Visual Predictive Check (VPC)

Pumas allows you to generate VPC quantiles for your data and model simulations and utilize the Julia plotting capabilities to generate the relevant VPC plots. This is allowed with the vpc function.

VPC with Simulation

Pumas.vpc — Method

vpc(
  fpm::AbstractFittedPumasModel;
  samples::Integer = 499
  qreg_method = IP(),
  observations::Vector{Symbol} = [keys(fpm.data[1].observations)[1]],
  stratify_by::Vector{Symbol} = Symbol[],
  quantiles::NTuple{3,Float64}=(0.1, 0.5, 0.9),
  level::Real=0.95,
  ensemblealg=EnsembleThreads(),
  bandwidth=nothing,
  maxnumstrats=[6 for i in 1:length(stratify_by)],
  covariates::Vector{Symbol} = [:time],
  smooth::Bool = true,
  rng::AbstractRNG=default_rng(),
  nodes::Dict = Dict{Tuple{},Vector{Float64}}(),
  nnodes::Integer = 0,
  prediction_correction = false,
)

Compute the quantiles for VPC for a FittedPumasModel or FittedPumasEMModel with simulated confidence intervals around the empirical quantiles based on samples simulated populations.

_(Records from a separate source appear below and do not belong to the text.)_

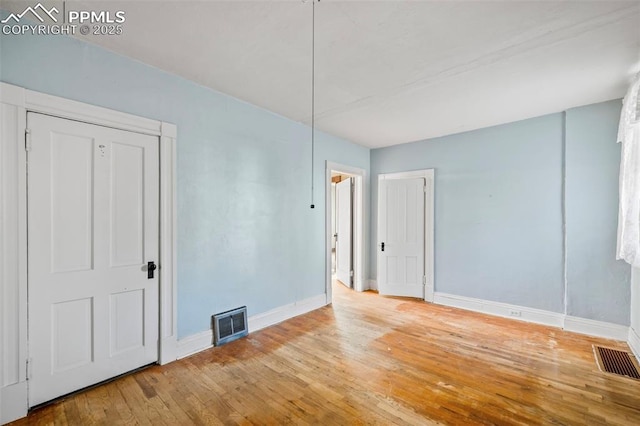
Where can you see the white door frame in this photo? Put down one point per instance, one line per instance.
(15, 102)
(358, 225)
(429, 177)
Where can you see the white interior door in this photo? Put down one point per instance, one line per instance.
(93, 195)
(401, 237)
(344, 208)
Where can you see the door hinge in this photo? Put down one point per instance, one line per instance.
(27, 140)
(29, 364)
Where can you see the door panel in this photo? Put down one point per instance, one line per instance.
(93, 198)
(401, 229)
(344, 209)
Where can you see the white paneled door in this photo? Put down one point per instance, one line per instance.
(401, 237)
(344, 229)
(93, 200)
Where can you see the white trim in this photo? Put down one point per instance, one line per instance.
(14, 194)
(537, 316)
(429, 243)
(283, 313)
(359, 225)
(372, 284)
(596, 328)
(634, 342)
(195, 343)
(574, 324)
(204, 340)
(66, 108)
(13, 399)
(13, 254)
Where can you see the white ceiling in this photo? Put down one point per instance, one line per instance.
(390, 72)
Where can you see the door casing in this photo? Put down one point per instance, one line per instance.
(429, 176)
(359, 258)
(16, 102)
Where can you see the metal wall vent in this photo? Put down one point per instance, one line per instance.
(616, 362)
(230, 325)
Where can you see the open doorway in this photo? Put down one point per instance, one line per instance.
(344, 227)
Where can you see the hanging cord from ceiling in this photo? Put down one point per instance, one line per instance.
(313, 93)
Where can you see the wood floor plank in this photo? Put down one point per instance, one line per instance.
(371, 360)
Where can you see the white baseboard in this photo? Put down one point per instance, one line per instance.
(194, 344)
(204, 340)
(596, 328)
(538, 316)
(274, 316)
(13, 402)
(634, 342)
(373, 285)
(527, 314)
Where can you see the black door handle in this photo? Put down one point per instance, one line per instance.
(151, 266)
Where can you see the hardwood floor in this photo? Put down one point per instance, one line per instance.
(372, 360)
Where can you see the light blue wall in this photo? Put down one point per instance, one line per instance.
(499, 212)
(498, 220)
(597, 285)
(246, 234)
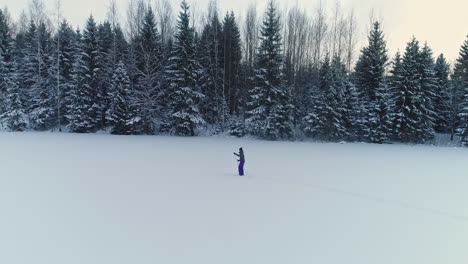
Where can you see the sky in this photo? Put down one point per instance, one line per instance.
(442, 23)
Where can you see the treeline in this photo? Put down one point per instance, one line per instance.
(285, 76)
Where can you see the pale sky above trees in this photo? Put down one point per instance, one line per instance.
(443, 24)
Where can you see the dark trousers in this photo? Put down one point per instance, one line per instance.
(241, 168)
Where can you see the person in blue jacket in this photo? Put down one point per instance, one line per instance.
(241, 161)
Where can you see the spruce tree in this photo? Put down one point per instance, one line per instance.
(411, 112)
(92, 68)
(370, 80)
(427, 94)
(123, 113)
(149, 51)
(326, 118)
(269, 100)
(460, 78)
(6, 60)
(182, 77)
(232, 54)
(14, 117)
(214, 107)
(66, 60)
(11, 107)
(442, 102)
(79, 96)
(42, 92)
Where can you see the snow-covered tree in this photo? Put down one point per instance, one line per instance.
(14, 117)
(66, 37)
(232, 61)
(442, 100)
(210, 52)
(370, 80)
(411, 108)
(269, 100)
(427, 93)
(326, 118)
(91, 72)
(40, 59)
(11, 107)
(6, 58)
(149, 50)
(123, 114)
(460, 78)
(79, 97)
(182, 76)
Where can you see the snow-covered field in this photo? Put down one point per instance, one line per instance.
(99, 199)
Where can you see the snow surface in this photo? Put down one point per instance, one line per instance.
(99, 199)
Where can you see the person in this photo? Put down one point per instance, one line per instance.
(241, 161)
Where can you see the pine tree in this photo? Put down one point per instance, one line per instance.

The following keyword arguments are supported:

samples: The number of simulated populations to generate, defaults to 499
quantiles::NTuple{3,Float64}: A three-tuple of the quantiles for which the quantiles will be computed. The default is (0.1, 0.5, 0.9) which computes the 10th, 50th and 90th percentile.
level::Real: Probability level to use for the simulated confidence intervals. The default is 0.95.
observations::Vector{Symbol}: The name of the dependent variable to use for the VPCs. The default is the first dependent variable in the Population.
stratify_by: The covariates to be used for stratification. Takes an Vector of the Symbols of the stratification covariates.
ensemblealg: This is the parallelization choice.
bandwidth: The kernel bandwidth in the quantile regression. If you are seeing NaNs or an error, increasing the bandwidth should help in most cases. With higher values of the bandwidth you will get more smoothened plots of the quantiles so it's a good idea to check with your data to pick the right bandwidth. For a ContinuousVPC, the default value is 2.0. For a DiscreteVPC, the default value is nothing to indicate automatic bandwidth tuning. For a CensoredVPC, the bandwidth should be given as a tuple where the first value applies to the ContinuousVPC and the second to the DiscreteVPC for the censoring variable. For example, (4.0, nothing) applies a bandwidth of 4.0 to the ContinuousVPC and automatically tunes the DiscreteVPC. Automatic tuning is only applicable to DiscreteVPCs at this moment.
maxnumstrats: The maximum number of strata for each covariate. Takes an Vector with the number of strata for the corresponding covariate, passed in stratify_by. It defaults to 6 for each of the covariates.
covariates: The independent variable for VPC, defaults to [:time].
smooth: In case of discrete VPC used to determine whether to interpolate the dependent variable if independent variable is continuous, defaults to true.
rng: A random number generator, uses the default_rng from Random as default.
nodes: A Dict specifying the local regression nodes. If stratify_by argument has been specified, the dict should have tuples of values as keys corresponding to each stratum. Otherwise, the key should be an empty tuple. The values of the Dict should be the nodes of the local regressions. If the nodes argument is not passed, at most nnodes quantiles is used from each stratum.
nnodes: An integer specifying the number of points to use for the local regressions for each stratum. The default value is 11 but the actual number of nodes will not exceed the number of unique covariate values in the stratum.
qreg_method: Defaults to IP(). For most users the method used in quantile regression is not going to be of concern, but if you see large run times switching qreg_method to IP(true) should help in improving the performance with a tradeoff in the accuracy of the fitting.
prediction_correction: Default to false. Set to true to enable prediction correction that multiplies all observations with the ratio between the mean prediction and each individuals population prediction.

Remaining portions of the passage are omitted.